September is traditionally considered a bearish month for crypto, but the current bull cycle differs from previous ones. Major institutions such as BlackRock, MicroStrategy, Fidelity, and others are actively involved in the crypto market, while some governments are evaluating BTC and other major cryptocurrencies as strategic reserves. Interestingly, some large market players historically pay attention to astrology, and today’s blood moon (lunar eclipse) is capturing attention. Bitcoin is currently trading around $111,000, and several top analysts are forecasting a significant correction.
Macro environment: Rate cuts and market expectations
Investors are also watching potential Fed interest rate cuts of at least 25 basis points in September. Strong CPI, PPI, and employment data point to high probabilities of a rate reduction. Analysts warn that the event could act as a “sell the news” trigger, as markets have largely priced in expectations, potentially leading to a short-term correction before the continuation of the uptrend.

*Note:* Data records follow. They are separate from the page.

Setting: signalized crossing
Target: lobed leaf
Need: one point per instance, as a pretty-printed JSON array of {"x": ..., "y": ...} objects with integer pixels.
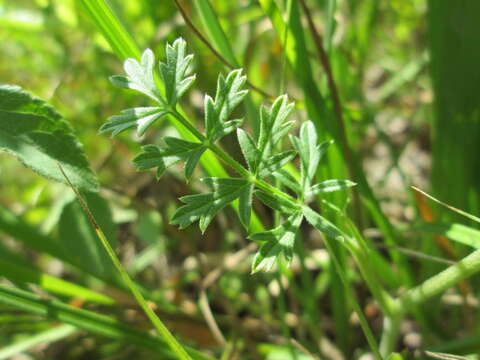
[
  {"x": 286, "y": 179},
  {"x": 141, "y": 118},
  {"x": 276, "y": 162},
  {"x": 41, "y": 139},
  {"x": 322, "y": 224},
  {"x": 272, "y": 124},
  {"x": 175, "y": 71},
  {"x": 279, "y": 240},
  {"x": 229, "y": 94},
  {"x": 277, "y": 203},
  {"x": 162, "y": 158},
  {"x": 329, "y": 186},
  {"x": 203, "y": 207},
  {"x": 249, "y": 149},
  {"x": 139, "y": 76},
  {"x": 310, "y": 152}
]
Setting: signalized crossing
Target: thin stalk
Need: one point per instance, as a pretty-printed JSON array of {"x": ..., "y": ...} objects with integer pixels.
[
  {"x": 428, "y": 289},
  {"x": 274, "y": 191},
  {"x": 356, "y": 306},
  {"x": 442, "y": 281},
  {"x": 174, "y": 345},
  {"x": 337, "y": 107},
  {"x": 214, "y": 51}
]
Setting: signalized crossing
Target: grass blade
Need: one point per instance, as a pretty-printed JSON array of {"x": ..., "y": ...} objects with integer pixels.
[
  {"x": 53, "y": 284},
  {"x": 86, "y": 320},
  {"x": 124, "y": 47},
  {"x": 172, "y": 342},
  {"x": 54, "y": 334}
]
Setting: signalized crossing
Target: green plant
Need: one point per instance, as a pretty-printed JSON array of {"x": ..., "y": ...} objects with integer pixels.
[
  {"x": 261, "y": 159},
  {"x": 262, "y": 164}
]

Insider activity and broader risks
Reports suggest some major tech CEOs are quietly offloading stocks. Microsoft’s CEO reportedly sold 15% of company shares, and NVIDIA’s CEO has also reduced holdings. These moves, along with geopolitical tensions like the Ukraine-Russia and Israel-Gaza conflicts, should be considered when planning trades. Market signals may not always be obvious, and caution is warranted.
Bitcoin technical outlook
Bitcoin has broken a key technical level: the EMA50 on the daily chart, often referred to as the “golden line” by crypto analysts. In June, July, and August, BTC repeatedly tested this level and bounced. However, in September, the EMA50 has flipped from strong support to resistance, signaling a possible correction of 15% to 25%.
Perspective on correction
Corrections are a healthy part of market cycles, providing liquidity and strengthening momentum for future gains. Yet, the possibility remains that we may be near a short-term market top, especially as major players reduce exposure. Following the moves of institutional investors can provide insights, as they often act ahead of broader market shifts.